EV Charging Optimization with AI – More Efficient Last-Mile Deliveries

The client operates a last-mile delivery logistics business in a major urban area. In line with its urban transport decarbonization strategy, the company transitioned to an electric vehicle (EV) fleet. However, it faced constraints due to the limited number of available charging points and operational instability (vehicle breakdowns, unexpected delays, and grid overloads).

The fleet included several dozen EVs handling hundreds of orders daily. To maintain operational continuity, a system was needed to dynamically and efficiently manage vehicle charging—regardless of disruptions throughout the day.

As EV delivery operations scaled, the client needed to optimize the vehicle charging process. Traditional methods—based on static schedules or manual control—proved inadequate given limited infrastructure, high operational variability, and increasing demands for cost and environmental efficiency. Key challenges included:

• Limited charging infrastructure: Only a few charging stations available for dozens of vehicles
• High operational variability: Breakdowns, delays, traffic congestion, and unpredictable changes in vehicle availability
• Technical complexity: Different plug types, battery profiles, and charging behaviors
• Diverse optimization goals: The need to switch flexibly between cost reduction and carbon footprint minimization based on shifting company priorities

We began with a joint analytical workshop to understand the fleet’s operations and identify key constraints and variables affecting the charging process. Based on this, we created an abstract model of the charging system that included:

• The infrastructure topology and electrical parameters of charging stations
• Vehicle schedules and energy demand
• Random factors such as breakdowns, traffic congestion, or task changes

This model formed the foundation for a solution composed of two main components:

• Domain-Specific Language (DSL) – A tool for describing infrastructure, vehicles, and operational constraints in a way that is understandable to both technical and logistics teams. It allows for rapid configuration and testing of various charging scenarios without writing code.
• Optimization Engine – Designed to solve complex decision-making problems in real time. The system automatically selects the optimal charging plan based on current data and the chosen objective (cost or CO₂ emission minimization), while also adapting to unforeseen events with response times measured in seconds.

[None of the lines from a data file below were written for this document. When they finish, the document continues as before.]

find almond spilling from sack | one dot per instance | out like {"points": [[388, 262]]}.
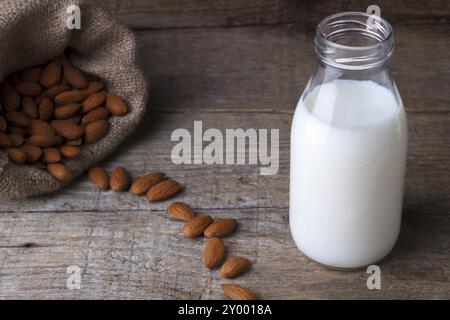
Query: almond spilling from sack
{"points": [[221, 228], [163, 190], [99, 177], [143, 184], [119, 180], [180, 211], [47, 114], [196, 226]]}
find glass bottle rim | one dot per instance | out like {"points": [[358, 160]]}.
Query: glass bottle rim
{"points": [[354, 57]]}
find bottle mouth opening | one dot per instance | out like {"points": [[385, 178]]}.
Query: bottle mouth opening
{"points": [[354, 40]]}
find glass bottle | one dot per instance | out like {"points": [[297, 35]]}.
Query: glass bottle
{"points": [[348, 146]]}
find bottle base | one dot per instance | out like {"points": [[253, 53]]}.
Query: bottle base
{"points": [[344, 269]]}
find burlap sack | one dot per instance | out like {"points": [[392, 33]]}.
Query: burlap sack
{"points": [[33, 32]]}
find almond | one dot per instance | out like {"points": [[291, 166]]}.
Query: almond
{"points": [[45, 109], [95, 131], [5, 141], [221, 228], [144, 183], [115, 105], [214, 253], [181, 211], [75, 77], [55, 90], [99, 177], [75, 142], [30, 108], [43, 140], [51, 155], [234, 267], [93, 101], [40, 127], [16, 155], [68, 97], [100, 113], [3, 124], [18, 119], [163, 190], [9, 99], [28, 88], [196, 226], [119, 180], [33, 153], [60, 171], [236, 292], [70, 152], [31, 75], [67, 129], [94, 86], [16, 139], [66, 111], [51, 75]]}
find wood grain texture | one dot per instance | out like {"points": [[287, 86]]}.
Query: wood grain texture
{"points": [[243, 77], [265, 69], [141, 254], [128, 248], [156, 14]]}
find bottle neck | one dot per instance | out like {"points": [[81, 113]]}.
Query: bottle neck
{"points": [[354, 41]]}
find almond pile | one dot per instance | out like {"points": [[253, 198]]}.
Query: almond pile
{"points": [[47, 113], [157, 187]]}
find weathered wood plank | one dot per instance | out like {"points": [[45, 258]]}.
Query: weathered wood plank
{"points": [[266, 68], [198, 13], [142, 255], [241, 186]]}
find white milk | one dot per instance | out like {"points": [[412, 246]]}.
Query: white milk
{"points": [[348, 154]]}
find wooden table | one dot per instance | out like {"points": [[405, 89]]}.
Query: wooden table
{"points": [[237, 64]]}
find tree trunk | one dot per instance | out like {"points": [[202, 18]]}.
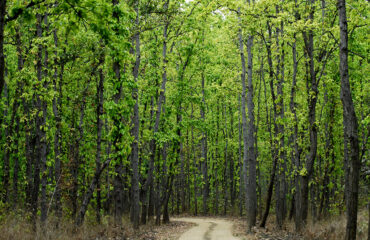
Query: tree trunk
{"points": [[99, 126], [2, 58], [251, 156], [204, 152], [135, 130], [352, 162]]}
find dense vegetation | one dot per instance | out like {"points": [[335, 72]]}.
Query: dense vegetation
{"points": [[152, 107]]}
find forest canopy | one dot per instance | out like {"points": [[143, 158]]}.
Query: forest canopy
{"points": [[143, 109]]}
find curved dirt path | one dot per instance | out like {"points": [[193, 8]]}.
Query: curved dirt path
{"points": [[208, 229]]}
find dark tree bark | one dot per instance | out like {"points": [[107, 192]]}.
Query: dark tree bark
{"points": [[57, 105], [135, 130], [352, 162], [244, 116], [195, 165], [251, 155], [204, 152], [2, 58], [153, 144], [99, 127], [6, 167], [117, 121]]}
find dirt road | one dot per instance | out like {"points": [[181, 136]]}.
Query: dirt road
{"points": [[208, 229]]}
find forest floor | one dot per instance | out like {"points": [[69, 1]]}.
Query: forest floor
{"points": [[183, 227]]}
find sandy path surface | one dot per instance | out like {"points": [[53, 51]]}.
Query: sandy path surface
{"points": [[208, 229]]}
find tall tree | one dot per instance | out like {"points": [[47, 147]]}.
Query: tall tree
{"points": [[352, 162]]}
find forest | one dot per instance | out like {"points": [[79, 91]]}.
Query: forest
{"points": [[124, 113]]}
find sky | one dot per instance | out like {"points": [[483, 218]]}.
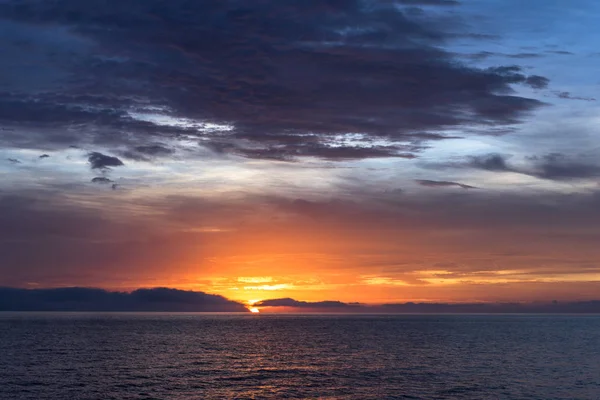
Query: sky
{"points": [[373, 151]]}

The solution was built to be modular and flexible—making it applicable to other contexts, such as optimizing public bus charging or using EV batteries as energy storage.

The system implementation led to significant improvements in operational processes and more efficient use of charging infrastructure. Key benefits included:

• Reduced vehicle downtime caused by suboptimal charging schedules, resulting in improved fleet availability and a higher number of completed deliveries
• Lower electricity costs through off-peak charging and reduced reliance on emergency charging
• Reduced CO₂ emissions in eco-mode by prioritizing renewable-powered stations and avoiding charging during peak grid demand hours

These benefits enabled the client to not only enhance operational efficiency but also achieve key sustainability goals.